To integrate creatives into city agencies, the city should expand the existing Public Artists in Residence (PAIR) program by creating full-time civic artist positions within influential departments, including Housing Preservation and Development, Transportation, Youth and Community Development, City Planning, and DOB—none of which have previously hosted a PAIR artist.

Furthermore, each agency should launch a “+Art” initiative, pairing artists with public servants to co-design creative projects, community engagement campaigns, and civic improvements.

Elected officials should also establish recurring revenue streams dedicated to arts and culture. One approach could be a voluntary surcharge on overnight hotel stays, with proceeds directed to a “Parks and Culture Fund” to support public art and recreation. The city could also pilot designated “Cultural Districts,” funded through assessments on nearby property owners, to sustain programming and maintenance in key cultural areas.

Finally, the city should tackle a major equity issue in its creative economy: it does not yet reflect the diversity of its communities. To expand access to well-paying careers in the arts and design, city leaders should launch a “Creative Pathways” program and a “Talent Pipeline Initiative” across public schools and the CUNY system.
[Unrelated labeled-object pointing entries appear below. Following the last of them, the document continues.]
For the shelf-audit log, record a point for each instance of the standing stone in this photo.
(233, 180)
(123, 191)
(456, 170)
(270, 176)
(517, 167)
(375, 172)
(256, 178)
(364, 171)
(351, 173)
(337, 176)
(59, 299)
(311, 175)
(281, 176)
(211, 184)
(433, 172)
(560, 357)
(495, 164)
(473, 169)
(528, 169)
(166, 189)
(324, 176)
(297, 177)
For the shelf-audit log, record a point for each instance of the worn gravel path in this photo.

For grades K–12, the next administration should build on the FutureReadyNYC initiative by establishing “Creative Schools NYC,” which would ensure high-quality arts and creative-skills instruction in every grade. The program would also expand opportunities with small nonprofit organizations, integrate creative careers into the city’s youth apprenticeship programs, and boost participation from the creative sector in the Summer Youth Employment Program.

At the college and early-career level, the city should create a “Creative Economy Talent Pipeline” to connect CUNY students and adult learners with paid internships, mentorship opportunities, and clear pathways into a wide range of creative careers.